- US Dollar (USD) eases as Joe Biden takes the lead but Republicans hold the Senate
- Biden’s planned tax cuts unlikely to be passed
- Federal Reserve rate announcement later, no change expected
- Euro (EUR) supported as German factory orders rise for 5th straight month
The Euro US Dollar (EUR/USD) exchange rate is extending gains for a third straight session on Thursday. The pair settled in the previous session mildly higher +0.1% at US$1.1722 after trading some wild swings through a range of 170 pips. At 07:15 UTC, EUR/USD trades +0.3% at US$1.1755.
No final winner has been declared in the US Presidential elections. However, Joe Biden is ahead as the slow counting process continues. Biden has secured 264 electoral college votes versus Trump’s 214. Despite this bring a so far unclear and contested election (as Trump sues in some states) the market is applauding the verdict so far with risk on trading which is undermining demand for the US Dollar.
With Joe Biden likely to take the White House but the Sensate remaining in the hands of the Republicans, political gridlock means that Joe Biden’s planned tax hikes are unlikely to be passed. This is good news for corporate America and is boosting risk appetite.

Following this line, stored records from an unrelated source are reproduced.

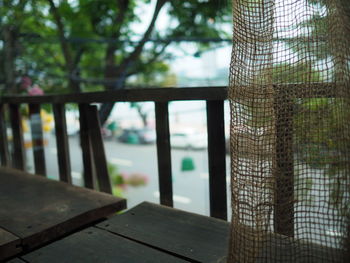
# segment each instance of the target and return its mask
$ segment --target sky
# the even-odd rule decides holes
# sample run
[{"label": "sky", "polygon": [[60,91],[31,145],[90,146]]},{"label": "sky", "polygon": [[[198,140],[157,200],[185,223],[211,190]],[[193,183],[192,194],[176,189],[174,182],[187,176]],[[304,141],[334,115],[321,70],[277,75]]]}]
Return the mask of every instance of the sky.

Looking Ahead the Federal Reserve interest rate announcement is due later today. US data from over the past month has been resilient even as covid cases surge to record highs. The markets have been broadly steady and there is little reason for the Fed to make any changes this month.
US interest rates are expected to remain at these low levels for the next few years and the Fed could well reiterate that message. The announcement is unlikely to have much impact on the market, which remains heavily focused on the race to the White House.
The Euro economic calendar has seen the release of German Factory orders. German manufacturing orders rose for the fifth straight moth in September, albeit at a significantly slower pace. Orders increased +0.5% after an upwardly revised 4.9% increase in August. Analysts had expected an increase of 1.5%.